Shawna is the founder of a community group called North Central: End the Violence.

“Living down here in North Central, there tends to be a lot of negativity, especially when it comes to gang violence. As a community, this isn’t what we want,” she explained. “We’re losing so many of our community members to gang violence, whether that’s through death or incarceration.”

Shawna’s work on End the Violence has another meaning, as well. While working at Ranch Ehrlo, she has seen many youth leaving care to return to communities like North Central, where she believes they need more options to help them succeed.

“As soon as our youth walk out these doors they’re faced with so many challenges, and for me, it’s about making a safer community for our youth so that they have opportunities and options; and they have the resources that they need so that when they are faced with these issues they can handle them.”

The group’s overarching goal, Shawna explained, is to create a non-profit similar to the now-disbanded RAGS (Regina Anti-Gang Services), which lost funding in 2012.

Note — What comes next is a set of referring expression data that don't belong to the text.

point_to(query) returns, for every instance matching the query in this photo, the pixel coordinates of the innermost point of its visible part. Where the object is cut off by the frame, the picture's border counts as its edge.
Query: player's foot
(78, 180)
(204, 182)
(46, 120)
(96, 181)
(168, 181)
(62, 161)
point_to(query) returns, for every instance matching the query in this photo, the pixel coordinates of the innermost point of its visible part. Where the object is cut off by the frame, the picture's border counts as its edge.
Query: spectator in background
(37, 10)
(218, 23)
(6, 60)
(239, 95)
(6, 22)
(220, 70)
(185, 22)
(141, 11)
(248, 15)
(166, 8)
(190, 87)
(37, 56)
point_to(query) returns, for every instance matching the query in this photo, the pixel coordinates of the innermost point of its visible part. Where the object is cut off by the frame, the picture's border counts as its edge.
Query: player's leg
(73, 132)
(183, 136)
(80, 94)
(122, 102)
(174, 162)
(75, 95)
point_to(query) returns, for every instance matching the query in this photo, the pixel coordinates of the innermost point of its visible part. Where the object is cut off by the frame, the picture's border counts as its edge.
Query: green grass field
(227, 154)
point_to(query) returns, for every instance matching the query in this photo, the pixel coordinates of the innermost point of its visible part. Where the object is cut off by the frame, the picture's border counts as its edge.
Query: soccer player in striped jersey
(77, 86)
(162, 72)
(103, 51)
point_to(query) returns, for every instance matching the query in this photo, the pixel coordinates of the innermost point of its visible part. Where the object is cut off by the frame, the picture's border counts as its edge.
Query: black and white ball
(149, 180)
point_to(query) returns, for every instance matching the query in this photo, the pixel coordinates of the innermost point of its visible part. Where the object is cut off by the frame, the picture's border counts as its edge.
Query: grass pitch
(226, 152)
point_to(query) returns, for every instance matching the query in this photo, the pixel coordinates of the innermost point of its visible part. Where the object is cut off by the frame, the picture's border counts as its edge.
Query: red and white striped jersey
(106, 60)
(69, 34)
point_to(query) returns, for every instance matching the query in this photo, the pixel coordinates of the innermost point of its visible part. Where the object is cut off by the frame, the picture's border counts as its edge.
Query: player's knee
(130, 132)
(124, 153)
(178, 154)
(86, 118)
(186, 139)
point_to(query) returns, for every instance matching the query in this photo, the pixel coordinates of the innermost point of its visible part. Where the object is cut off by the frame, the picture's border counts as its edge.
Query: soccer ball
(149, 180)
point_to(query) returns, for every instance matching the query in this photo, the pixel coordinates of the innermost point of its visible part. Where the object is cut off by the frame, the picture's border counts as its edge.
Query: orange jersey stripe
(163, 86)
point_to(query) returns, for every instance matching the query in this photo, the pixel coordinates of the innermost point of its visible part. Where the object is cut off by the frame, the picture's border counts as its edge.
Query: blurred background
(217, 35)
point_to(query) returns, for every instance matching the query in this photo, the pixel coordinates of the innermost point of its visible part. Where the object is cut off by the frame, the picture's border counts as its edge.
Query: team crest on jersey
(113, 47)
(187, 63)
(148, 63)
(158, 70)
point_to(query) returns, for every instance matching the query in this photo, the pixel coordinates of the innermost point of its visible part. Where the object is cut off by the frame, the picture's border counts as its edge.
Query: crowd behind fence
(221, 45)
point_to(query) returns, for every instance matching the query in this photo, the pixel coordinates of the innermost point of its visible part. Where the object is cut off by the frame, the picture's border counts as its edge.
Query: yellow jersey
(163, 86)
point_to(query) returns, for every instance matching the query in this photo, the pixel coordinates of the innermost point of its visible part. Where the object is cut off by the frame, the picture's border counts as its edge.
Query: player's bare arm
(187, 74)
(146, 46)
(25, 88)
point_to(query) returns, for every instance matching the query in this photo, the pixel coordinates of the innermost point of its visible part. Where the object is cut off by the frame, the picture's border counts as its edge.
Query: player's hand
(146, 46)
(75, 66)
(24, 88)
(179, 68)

“RAGS ran for about four years and then the funding was cut. We’d like to learn from that and hopefully re-establish a similar organization, but looking at different programming and different avenues to address the needs of the community,” she explained.

The first initiative undertaken by End the Violence was a rag tying ceremony at the site of North Central’s first homicide of 2016. About 150 community members came out to tie bandanas in the three colours of the gangs known to frequent the area, sending a message that the violence and gang life is not what the community wants to be known for.

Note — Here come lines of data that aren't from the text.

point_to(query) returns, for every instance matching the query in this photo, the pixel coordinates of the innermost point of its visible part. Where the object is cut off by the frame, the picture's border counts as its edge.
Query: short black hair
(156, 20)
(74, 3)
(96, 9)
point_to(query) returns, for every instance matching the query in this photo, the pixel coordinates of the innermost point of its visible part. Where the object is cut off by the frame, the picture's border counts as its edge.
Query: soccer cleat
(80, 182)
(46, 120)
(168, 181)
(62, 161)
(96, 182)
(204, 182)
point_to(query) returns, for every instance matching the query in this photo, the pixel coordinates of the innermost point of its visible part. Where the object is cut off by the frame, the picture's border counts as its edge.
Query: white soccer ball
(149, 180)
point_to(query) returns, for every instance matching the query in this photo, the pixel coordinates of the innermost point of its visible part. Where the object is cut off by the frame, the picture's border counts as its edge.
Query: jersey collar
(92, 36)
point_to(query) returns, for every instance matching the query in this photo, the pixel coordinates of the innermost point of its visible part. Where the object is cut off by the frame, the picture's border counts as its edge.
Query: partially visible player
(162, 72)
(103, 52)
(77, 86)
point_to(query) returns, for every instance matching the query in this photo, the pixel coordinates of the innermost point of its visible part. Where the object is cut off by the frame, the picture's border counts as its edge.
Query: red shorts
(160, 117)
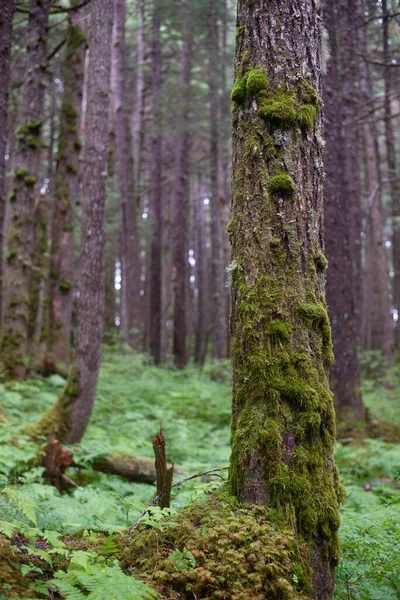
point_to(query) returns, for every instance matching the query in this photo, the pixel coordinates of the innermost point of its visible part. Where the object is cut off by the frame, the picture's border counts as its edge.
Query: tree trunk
(380, 318)
(15, 342)
(181, 205)
(132, 325)
(155, 198)
(6, 19)
(345, 376)
(81, 391)
(391, 158)
(65, 192)
(219, 326)
(283, 422)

But they aren’t stopping there – the group has a very busy few months ahead of them.

A community meeting is planned in collaboration with the North Central Community Association to continue to raise awareness of issues surrounding the neighbourhood on March 14th at Albert Scott Community Centre (1264 Athol Street). End the Violence is also hosting a community forum on March 23rd with members of local government to look for answers in the form of policy and to secure a commitment for the resources required to make change.

A fundraiser is in the works for the end of April to raise money to keep the momentum of the group going.

“Everything comes from my past experiences. I know what it is to be a youth growing up on these streets, and I also know what it is to have a strong sense of culture and traditions and spirituality. And I really feel like that’s where I’m driven from,” she concluded.